Effect of dasatinib on DIPG cell line in vitro. (A) DIPG cell lines (NEM), T98G, and SF188 were treated with the indicated doses of dasatinib or vehicle for 3 days and growth was measured using the confluence algorithm. Results are the mean percent inhibition compared with control cells ± SEM of 3 experiments carried out in triplicate. (B) Representative classification of dasatinib sensitivity by IC₅₀ determination for each cell line. (C) Contrast phase fluorescent images of NEM168 12 h posttreatment. Nuclear staining indicates loss of membrane integrity. Scale bar = 300 µM. (D) Cells were plated in complete medium with or without the indicated dose of dasatinib or vehicle for 72 h, stained with annexin V and propidium iodide, and analyzed by flow cytometer, as described in Materials and Methods. Apoptosis detected in the control cells was set to 1 and is represented by the dashed line. Results are the mean ± SD of duplicate representatives of 3 experiments carried out. (E) Distribution of cells in sub-G1, G1, S, G2, and super-G2 phases was determined after propidium iodide staining and by using the Dean-Jet-Fox algorithm in FlowJo software.

Fig. 3.

Effect of dasatinib on cell migration and cell invasion. Cells were seeded in 96-well plates and incubated until subconfluent. A wound was scratched across each well (WoundMaker, Essen BioScience), and BD Matrigel was then added (or not for migration assay) with treatment. Wound closure was automatically imaged each 6 h and calculated as a percentage of wound confluence that the cell gained. (A) Quantitative wound-repair analysis at 12 h after dasatinib treatment (0.1 μM) for migration and invasion assay, respectively. (B) Contrast-phase images of NEM168 invasion at 24 h. Red and blue lines correspond to the frontline of the scratch wound at 0 h and 24 h, respectively. Scale bar = 300 µM.

Fig. 4.

Targets downstream of dasatinib and potential escape mechanisms. (A) Effect of dasatinib on target activation and downstream signaling was assessed by western blot. Cells were treated with the indicated doses of dasatinib or vehicle for 1 h, in complete medium.

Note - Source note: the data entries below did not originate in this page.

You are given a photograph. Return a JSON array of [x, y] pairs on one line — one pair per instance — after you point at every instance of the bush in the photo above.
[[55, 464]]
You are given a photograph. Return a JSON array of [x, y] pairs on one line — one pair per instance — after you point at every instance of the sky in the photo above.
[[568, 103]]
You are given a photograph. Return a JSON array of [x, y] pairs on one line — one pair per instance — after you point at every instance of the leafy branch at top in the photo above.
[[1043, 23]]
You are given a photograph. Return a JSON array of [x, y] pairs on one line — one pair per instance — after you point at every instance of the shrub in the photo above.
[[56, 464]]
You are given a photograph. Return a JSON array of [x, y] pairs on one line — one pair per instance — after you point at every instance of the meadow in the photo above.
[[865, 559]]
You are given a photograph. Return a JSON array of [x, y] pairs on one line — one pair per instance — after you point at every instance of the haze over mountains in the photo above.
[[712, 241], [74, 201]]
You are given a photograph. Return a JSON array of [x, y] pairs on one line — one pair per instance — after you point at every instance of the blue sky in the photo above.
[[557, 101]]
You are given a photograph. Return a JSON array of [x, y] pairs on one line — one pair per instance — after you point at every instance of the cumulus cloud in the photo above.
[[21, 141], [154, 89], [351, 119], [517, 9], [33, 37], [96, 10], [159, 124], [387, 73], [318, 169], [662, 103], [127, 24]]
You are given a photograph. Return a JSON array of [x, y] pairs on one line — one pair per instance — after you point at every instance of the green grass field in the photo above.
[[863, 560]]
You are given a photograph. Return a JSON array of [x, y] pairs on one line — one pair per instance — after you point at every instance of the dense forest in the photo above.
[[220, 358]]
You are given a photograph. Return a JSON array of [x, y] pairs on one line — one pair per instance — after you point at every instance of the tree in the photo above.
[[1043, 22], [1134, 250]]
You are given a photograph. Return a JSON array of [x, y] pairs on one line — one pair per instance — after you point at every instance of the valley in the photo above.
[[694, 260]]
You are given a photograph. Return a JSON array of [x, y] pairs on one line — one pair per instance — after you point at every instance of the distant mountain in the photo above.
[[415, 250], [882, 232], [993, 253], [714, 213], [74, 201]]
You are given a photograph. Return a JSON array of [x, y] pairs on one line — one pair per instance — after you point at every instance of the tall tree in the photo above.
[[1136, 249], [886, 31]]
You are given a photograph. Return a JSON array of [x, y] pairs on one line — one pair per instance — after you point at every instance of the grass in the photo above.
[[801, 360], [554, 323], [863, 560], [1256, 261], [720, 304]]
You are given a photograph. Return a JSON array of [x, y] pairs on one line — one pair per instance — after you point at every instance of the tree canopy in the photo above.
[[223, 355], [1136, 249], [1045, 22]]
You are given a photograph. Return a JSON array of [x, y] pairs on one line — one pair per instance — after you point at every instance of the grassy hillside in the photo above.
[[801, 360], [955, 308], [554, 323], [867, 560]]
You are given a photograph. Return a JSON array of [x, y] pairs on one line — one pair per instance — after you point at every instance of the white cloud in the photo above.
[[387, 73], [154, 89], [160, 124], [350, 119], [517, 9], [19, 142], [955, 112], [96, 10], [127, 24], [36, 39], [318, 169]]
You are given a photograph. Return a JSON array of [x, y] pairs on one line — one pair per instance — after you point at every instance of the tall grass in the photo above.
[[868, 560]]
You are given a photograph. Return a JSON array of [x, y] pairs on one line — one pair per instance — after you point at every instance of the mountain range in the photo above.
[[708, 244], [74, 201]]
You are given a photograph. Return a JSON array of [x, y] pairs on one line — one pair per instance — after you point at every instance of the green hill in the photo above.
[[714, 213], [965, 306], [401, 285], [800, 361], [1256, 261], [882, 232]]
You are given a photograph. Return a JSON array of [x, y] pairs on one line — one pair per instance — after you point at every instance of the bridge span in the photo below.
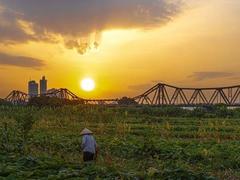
[[164, 94]]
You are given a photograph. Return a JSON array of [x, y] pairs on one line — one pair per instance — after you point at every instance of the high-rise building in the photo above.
[[43, 85], [32, 88]]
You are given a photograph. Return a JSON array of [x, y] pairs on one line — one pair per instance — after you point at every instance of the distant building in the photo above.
[[43, 85], [32, 88]]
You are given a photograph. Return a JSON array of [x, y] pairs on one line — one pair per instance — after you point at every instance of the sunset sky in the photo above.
[[126, 46]]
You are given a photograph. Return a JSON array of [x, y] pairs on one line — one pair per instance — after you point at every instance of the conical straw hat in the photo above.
[[86, 131]]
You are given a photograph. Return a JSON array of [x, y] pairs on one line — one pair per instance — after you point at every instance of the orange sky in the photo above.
[[199, 46]]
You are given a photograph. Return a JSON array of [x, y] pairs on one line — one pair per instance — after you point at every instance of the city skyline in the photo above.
[[186, 43]]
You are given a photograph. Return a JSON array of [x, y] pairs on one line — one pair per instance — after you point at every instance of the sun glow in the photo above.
[[88, 84]]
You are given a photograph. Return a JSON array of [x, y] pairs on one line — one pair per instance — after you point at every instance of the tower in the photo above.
[[32, 89], [43, 85]]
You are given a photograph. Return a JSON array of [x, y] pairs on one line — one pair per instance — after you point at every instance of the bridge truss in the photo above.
[[18, 97], [163, 94], [160, 94]]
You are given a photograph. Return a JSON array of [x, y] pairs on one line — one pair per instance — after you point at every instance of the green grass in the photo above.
[[45, 144]]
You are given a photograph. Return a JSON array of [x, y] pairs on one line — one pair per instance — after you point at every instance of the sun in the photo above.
[[88, 84]]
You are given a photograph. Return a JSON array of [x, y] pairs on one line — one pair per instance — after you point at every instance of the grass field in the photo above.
[[134, 144]]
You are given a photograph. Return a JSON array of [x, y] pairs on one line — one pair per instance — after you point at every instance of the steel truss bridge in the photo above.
[[18, 97], [158, 95], [163, 94]]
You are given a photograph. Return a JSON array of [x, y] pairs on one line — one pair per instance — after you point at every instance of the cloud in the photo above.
[[140, 87], [76, 20], [20, 61], [199, 76]]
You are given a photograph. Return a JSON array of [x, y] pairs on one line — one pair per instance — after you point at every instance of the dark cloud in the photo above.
[[199, 76], [74, 19], [20, 61]]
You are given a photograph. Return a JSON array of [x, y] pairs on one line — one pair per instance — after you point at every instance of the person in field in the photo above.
[[89, 145]]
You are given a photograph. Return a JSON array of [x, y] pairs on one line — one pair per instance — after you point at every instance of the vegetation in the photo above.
[[135, 142]]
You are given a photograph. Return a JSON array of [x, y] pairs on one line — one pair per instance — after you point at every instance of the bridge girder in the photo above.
[[164, 94]]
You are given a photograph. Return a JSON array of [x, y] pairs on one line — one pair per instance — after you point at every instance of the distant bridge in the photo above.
[[18, 97], [158, 95], [164, 94]]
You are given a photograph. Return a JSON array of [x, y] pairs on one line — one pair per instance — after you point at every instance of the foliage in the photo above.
[[135, 142]]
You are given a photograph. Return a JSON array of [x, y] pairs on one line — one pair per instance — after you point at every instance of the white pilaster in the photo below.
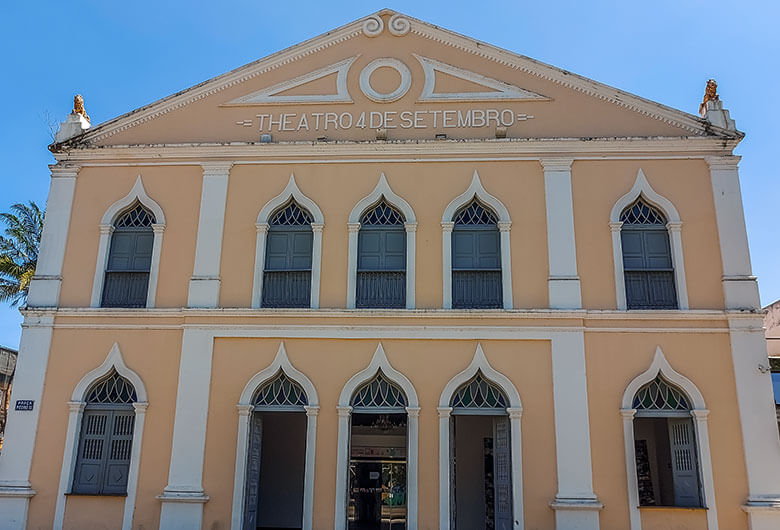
[[506, 264], [563, 282], [204, 285], [45, 285], [342, 463], [183, 497], [758, 421], [22, 426], [739, 285], [575, 504]]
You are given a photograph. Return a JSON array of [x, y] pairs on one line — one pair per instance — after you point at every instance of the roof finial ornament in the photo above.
[[78, 106], [710, 94], [711, 108]]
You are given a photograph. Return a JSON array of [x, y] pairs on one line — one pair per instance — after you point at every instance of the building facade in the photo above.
[[392, 277], [7, 369]]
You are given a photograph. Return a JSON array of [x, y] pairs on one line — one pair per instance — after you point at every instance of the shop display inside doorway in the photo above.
[[377, 472]]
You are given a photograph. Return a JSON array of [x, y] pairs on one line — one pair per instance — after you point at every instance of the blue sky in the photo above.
[[122, 55]]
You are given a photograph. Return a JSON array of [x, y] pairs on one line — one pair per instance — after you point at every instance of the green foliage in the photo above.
[[19, 251]]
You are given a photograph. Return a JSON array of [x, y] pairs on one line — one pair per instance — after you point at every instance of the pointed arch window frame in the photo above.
[[378, 362], [381, 190], [290, 192], [136, 195], [698, 411], [114, 361], [642, 188], [480, 364], [476, 189], [246, 406]]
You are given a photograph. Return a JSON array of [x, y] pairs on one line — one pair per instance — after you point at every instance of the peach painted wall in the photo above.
[[613, 360], [155, 357]]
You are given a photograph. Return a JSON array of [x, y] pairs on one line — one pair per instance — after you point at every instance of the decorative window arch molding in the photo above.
[[642, 188], [382, 189], [515, 411], [290, 191], [504, 225], [245, 408], [76, 405], [699, 413], [378, 362], [137, 193]]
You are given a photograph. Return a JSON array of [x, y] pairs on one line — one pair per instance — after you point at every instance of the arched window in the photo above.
[[288, 258], [105, 444], [126, 282], [647, 258], [665, 451], [476, 258], [381, 268]]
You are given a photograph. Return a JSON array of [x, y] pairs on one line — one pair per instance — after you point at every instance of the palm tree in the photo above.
[[19, 251]]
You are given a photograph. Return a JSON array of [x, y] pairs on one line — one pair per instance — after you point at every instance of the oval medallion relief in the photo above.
[[385, 62]]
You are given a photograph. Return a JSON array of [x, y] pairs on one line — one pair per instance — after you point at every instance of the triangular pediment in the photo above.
[[401, 76]]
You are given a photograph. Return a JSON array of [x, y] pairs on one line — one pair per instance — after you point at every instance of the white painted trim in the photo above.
[[290, 191], [739, 285], [699, 413], [137, 193], [642, 188], [270, 95], [45, 285], [385, 62], [183, 496], [563, 282], [476, 189], [115, 361], [205, 281], [500, 91], [378, 362], [480, 364], [280, 362], [382, 189]]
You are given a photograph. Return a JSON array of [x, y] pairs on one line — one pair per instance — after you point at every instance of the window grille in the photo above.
[[137, 217], [382, 214], [291, 215], [641, 213], [379, 394], [479, 394], [659, 395], [288, 254], [112, 389], [475, 214], [106, 440], [647, 258], [281, 391]]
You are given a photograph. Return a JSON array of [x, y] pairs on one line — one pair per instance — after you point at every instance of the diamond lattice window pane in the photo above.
[[479, 393], [111, 389], [281, 391], [379, 392], [382, 214], [475, 214], [641, 213], [136, 217], [291, 215], [660, 395]]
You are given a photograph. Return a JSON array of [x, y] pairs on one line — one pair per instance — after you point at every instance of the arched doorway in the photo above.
[[480, 478], [377, 461], [274, 481]]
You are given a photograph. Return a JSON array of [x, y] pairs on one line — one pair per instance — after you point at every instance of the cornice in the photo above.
[[329, 152]]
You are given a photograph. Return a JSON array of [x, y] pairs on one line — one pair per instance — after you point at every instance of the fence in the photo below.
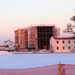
[[58, 69]]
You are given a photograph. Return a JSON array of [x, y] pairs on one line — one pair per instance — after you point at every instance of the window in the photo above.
[[63, 47], [63, 41], [57, 42], [69, 47], [74, 47], [57, 47], [68, 41]]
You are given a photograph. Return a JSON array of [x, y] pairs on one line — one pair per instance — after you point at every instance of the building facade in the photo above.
[[21, 39], [62, 44], [38, 36]]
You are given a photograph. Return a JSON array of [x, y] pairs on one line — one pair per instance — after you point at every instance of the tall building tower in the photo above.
[[21, 39], [39, 36]]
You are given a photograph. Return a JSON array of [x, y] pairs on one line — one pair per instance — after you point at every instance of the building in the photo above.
[[62, 44], [38, 36], [21, 39]]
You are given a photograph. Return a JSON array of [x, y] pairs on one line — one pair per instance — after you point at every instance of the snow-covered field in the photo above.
[[19, 61]]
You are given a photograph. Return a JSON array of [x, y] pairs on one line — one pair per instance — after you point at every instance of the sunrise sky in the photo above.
[[16, 14]]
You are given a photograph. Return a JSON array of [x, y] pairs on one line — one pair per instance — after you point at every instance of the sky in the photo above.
[[17, 14]]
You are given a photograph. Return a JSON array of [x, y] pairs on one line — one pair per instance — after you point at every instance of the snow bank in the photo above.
[[4, 52], [20, 61]]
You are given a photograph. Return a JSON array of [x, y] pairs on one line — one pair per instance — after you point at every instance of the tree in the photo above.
[[70, 28]]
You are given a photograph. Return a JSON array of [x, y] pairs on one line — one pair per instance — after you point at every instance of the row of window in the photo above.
[[64, 47], [64, 42]]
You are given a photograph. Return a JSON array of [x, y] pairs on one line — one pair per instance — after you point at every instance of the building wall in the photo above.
[[38, 36], [32, 37], [21, 38], [63, 45]]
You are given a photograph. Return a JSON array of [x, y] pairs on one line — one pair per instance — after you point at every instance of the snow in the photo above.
[[20, 61]]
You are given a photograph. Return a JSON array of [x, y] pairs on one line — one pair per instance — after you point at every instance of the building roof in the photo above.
[[68, 37]]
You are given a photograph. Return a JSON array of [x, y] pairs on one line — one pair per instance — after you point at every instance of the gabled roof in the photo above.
[[59, 37]]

Cells were lysed in Tris NaCl EDTA NP40 buffer, and equal protein (30 μg) was analyzed by western blotting on 4%–15% sodium dodecyl sulfate–polyacrylamide electrophoresis gels with the indicated antibodies. (B) Phosphorylation inhibition induced by dasatinib was calculated by densitometric analysis for each DIPG cell line. (C) Effect of dasatinib (1 μM and 10 μM) on Smad1/5/8 signaling. (D) Multiple RTKs were activated simultaneously in glioma cell lines. Whole-cell extracts from the DIPG cell lines were incubated on RTK antibody arrays, and phosphorylation status was determined by subsequent incubation with anti-phosphotyrosine horseradish peroxidase. Each RTK is spotted in duplicate: the pairs of dots in each corner are positive controls. Each pair of positive RTK dots is denoted by a numeral, with the identity of the corresponding RTKs listed below the arrays, in red and blue for dasatinib target or not, respectively. EGFR, epidermal growth factor receptor; FGFR3, fibroblast growth factor receptor 3; ALK, anaplastic lymphoma receptor tyrosine kinase; IGF1R, insulin-like growth factor 1 receptor.

Fig. 5.

Synergistic effect of dasatinib and cabozantinib combination in vitro. (A) Synergistic effect at median effect of dasatinib and submicromolar dose of c-Met inhibitor (cabozantinib) (0.75 μM) on cell growth in vitro. Cells were treated with increasing concentrations of drugs either alone or concurrently at their equipotent molar ratio and combination indices (CIs) calculated by the method of Chou and Talaly (CI calculates synergism <0.8; additivity between >0.8 and <1.2; antagonism >1.2. All values are given as mean ± SD of at least 3 independent experiments). (B) Time course of relative wound density of the high invasive NEM157 cell line. (C) Contrast-phase images of NEM157 invasion at 24 h in control and combined condition (upper and lower panel, respectively). Scale bar = 300 µM.